A group of 6 hounds went to Bangladeshi restaurant, Gharer Khabar (5151 Lee Hwy, Arlington, VA 22207) yesterday for lunch.
It was overall very enjoyable. We have had other threads on Gharer Khabar before, but just for some background: It is a small place in a strip mall that mostly has other Bangladeshi shops. Ghar (ghor) means home, -er is the possessive, and khaabaar means food, so the name of the place means something roughly like "Home Cooking."

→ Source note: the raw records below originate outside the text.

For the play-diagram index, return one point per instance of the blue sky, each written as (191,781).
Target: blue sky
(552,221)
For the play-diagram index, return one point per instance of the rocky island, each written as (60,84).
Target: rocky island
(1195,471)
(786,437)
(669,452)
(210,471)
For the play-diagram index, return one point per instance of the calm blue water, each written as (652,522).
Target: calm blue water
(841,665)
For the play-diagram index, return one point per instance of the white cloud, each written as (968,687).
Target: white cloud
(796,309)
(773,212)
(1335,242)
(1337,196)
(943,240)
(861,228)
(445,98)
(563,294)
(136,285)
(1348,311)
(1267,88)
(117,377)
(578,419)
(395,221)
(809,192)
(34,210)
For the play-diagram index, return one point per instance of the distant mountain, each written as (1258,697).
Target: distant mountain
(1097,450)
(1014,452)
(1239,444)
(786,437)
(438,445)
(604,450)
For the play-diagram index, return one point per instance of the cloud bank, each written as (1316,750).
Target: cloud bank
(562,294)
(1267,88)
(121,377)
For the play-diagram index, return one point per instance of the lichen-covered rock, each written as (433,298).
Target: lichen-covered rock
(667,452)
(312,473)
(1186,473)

We started out with two Bengali chaats: chotpoti and foochka. Chotpoti is a mixed chaat made with crunchies, green chiles, tamarind sauce, onions, cilantro and a base of yellow peas ghugni. This was pretty good, although it could have had more crunchies in it. The foochka is the Bengali version of pani puri/gol gappa and was also stuffed with yellow peas and served with a tamarind sauce that one fills into the puri shells before stuffing the whole thing in one's mouth. The tamarind sauce was perfectly seasoned, so that was enjoyable.
Everyone liked the mughlai paratha, which seemed to be a white flour flat bread stuffed with meat, egg, and seasonings and pan fried. I have never had anything like that before, and it was quite good. Very different from the style of paratha I am used to. We ended up ordering two rounds of this since it was so popular at the table.

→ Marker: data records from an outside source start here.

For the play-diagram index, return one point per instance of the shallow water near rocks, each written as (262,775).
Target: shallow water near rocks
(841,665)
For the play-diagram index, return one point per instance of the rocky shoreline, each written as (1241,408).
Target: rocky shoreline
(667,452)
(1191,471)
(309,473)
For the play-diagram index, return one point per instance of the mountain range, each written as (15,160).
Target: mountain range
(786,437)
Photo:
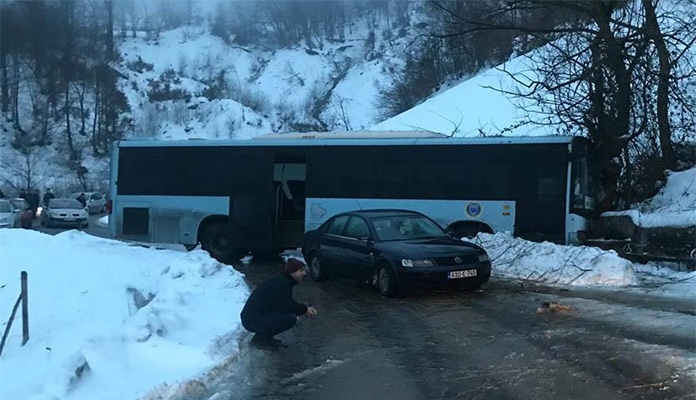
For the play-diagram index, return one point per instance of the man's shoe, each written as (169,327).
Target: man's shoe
(264,343)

We had a Bangladeshi style goat biryani. The goat meat was very tender and the rice was nicely studded with red-fried onions. The bone-in goat pieces I got had good marrow in them, too. This style of biryani's flavor is based on fried onions, whole and ground garam masalas, and the meat itself, (no tomatoes, either) and doesn't have a discernible gravy paste mixed in the rice like some other regional styles of South Asian biryani.
We ordered several types of "curry" dishes, including "roast chicken" (I think this is what it was called on the chalk board menu? I think it is called chicken bhuna in Bengali) which was a chicken in a dry clinging red-fried onion based masala gravy---this was stellar and we ordered a second plate of this later, plus I ordered some to take home for my husband's dinner.
There was also a delicious fish curry. It was rui maach (a type of South Asian carp species) in a light gravy with potato and cauliflower, a classic Bengali style fish curry. The fish was mild and tender.
We had a beef curry which didn't really stand out to me, but the other diners enjoyed it. It was just tender cooked beef chunks (bone-in) in a tomato-onion gravy.
We had a simpler channa daal dish, which was plain, but complimented all of the spicy food.
And lastly, on a whim I ordered a shutki dish...shutki is a dry fish preparation that is quintessentially Bengali, but very fishy and not everyone's cup of tea. It was very, very fishy, as dried fish preparations tend to be. As a dish it was well made. The dried fish was in a dry masala with kochur loti, which upon googling, I discovered means taro root stem vegetable.
The service was friendly and our group was offered complimentary milky tea after the meal. They don't have any desserts or I would have surely ordered some of the famous Bengali sweets for everyone to try, too.
Overall the food here is well made, simple homestyle food, just as the name of the restaurant suggests.
Thanks to Steve for organizing this lunch.